Yapımının 14. yüzyılda olduğu öngörülen Kelpaşa Camisi, asırlardır adeta tarihe tanıklık ediyor. Çatkı sistemiyle yapılan tarihi cami, minaresiz olarak Sakarya Nehri kıyısında 8 köyün birleşiminde yer alıyor.
Mezarlık içinde bulunan caminin geçmiş yıllarda vatandaşlar tarafından modernize edildiği ve ahşap görünümünün verildiği, bu sebeple iç yapısının tarihi yansıtmadığı öğrenildi. Bayram ve cuma namazlarını Kelpaşa Camisinde kılan vatandaşlar, yapının tescillenmesini ve koruma altına alınmasını istiyor.

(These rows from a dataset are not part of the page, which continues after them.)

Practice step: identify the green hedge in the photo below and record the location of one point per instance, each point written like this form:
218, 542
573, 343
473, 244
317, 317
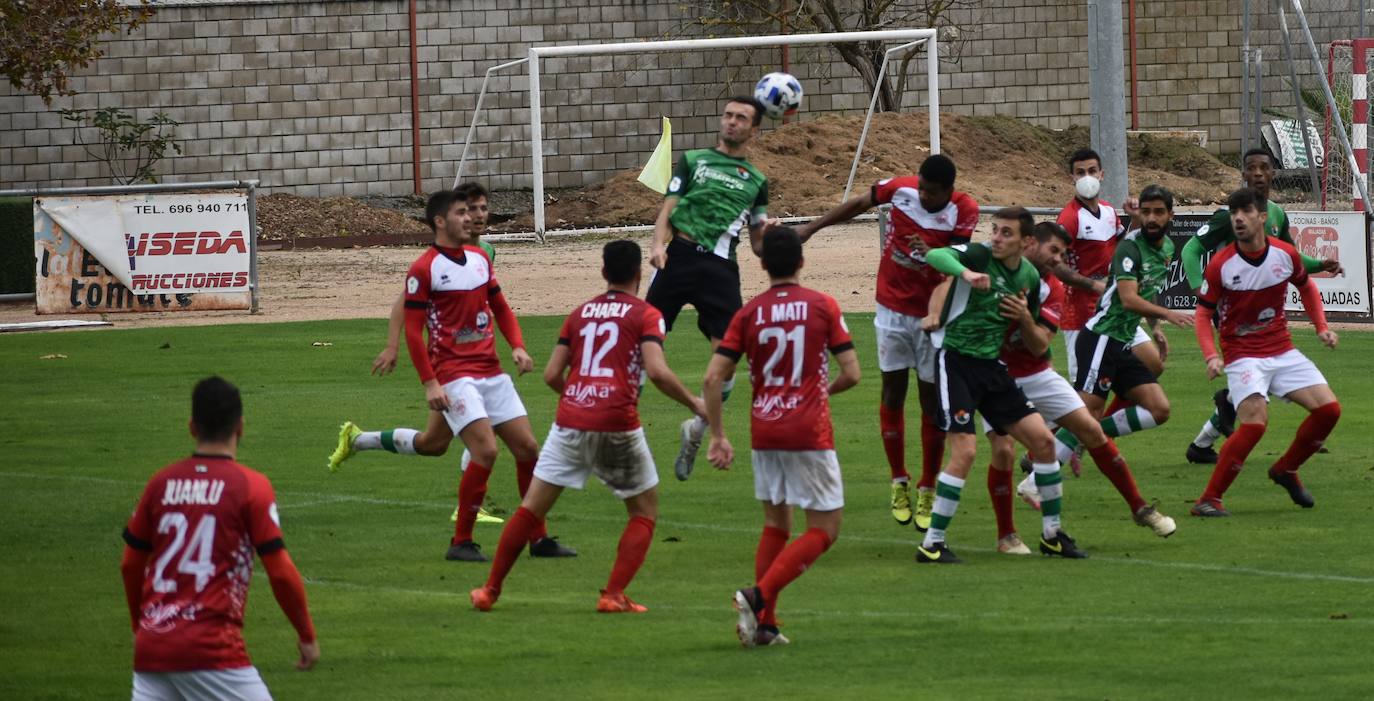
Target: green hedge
15, 245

"Mezar taşlarına bakıldığında buranın bir tekke gibi hizmet verdiği de anlaşılıyor"
Caminin 14. yüzyıldan günümüze ulaştığını söyleyen Sanat Tarihçisi Yaşar Sarı, "Tarihçi, Mimar ve Yazar Dr. Ekrem Hakkı Ayverdi, bu tür yapıları çatkı mimari mabetleri olarak nitelendiriyor. Bu cami de çatkı mimariye uygun yapılmış. Orhan Bey zamanından Kanuni Sultan Süleyman zamanına kadar bu mimari yapılar kullanıldı. Kelpaşa Cuma Camisi de 14. yüzyıl yapısını koruyor. Kültür Varlıklarının bu yapıyı koruma altına almaması çok ilginç bir durum" dedi.
Tarihçi Oğuzhan Kır ise, "Kelpaşa Cuma Camii, Sakarya Nehri kıyısında 8 köyün birleşiminde yer alıyor. Bayram namazları ve cuma namazlarının kılınması için kullanılan bir mescit camidir. Çevresindeki mezar taşlarına bakıldığında buranın bir tekke gibi hizmet verdiği de anlaşılıyor" diye konuştu.
"Evliya Çelebi'nin bu bölgede barınıp, bu camiyi yaptırdığına dair söylentiler de var"
Caminin tescillenmesini ve koruma altına alınmasını talep eden Hürriyet Mahallesi Muhtarı Cumhur Özkan ise "Turizme kazandırılabilir, tekrar ibadete açılabilir. Yetkililerden bu konuda destek bekliyoruz" şeklinde konuştu.
Hürriyet Mahallesi Merkez Cami İmam Hatibi Mustafa Ayter ise "Evliya Çelebi'nin bu bölgede barınıp, bu camiyi yaptırdığına dair söylentiler de var. Bu da tarihinin bin yıl öncesine dayandığını gösteriyor" ifadelerini kullandı.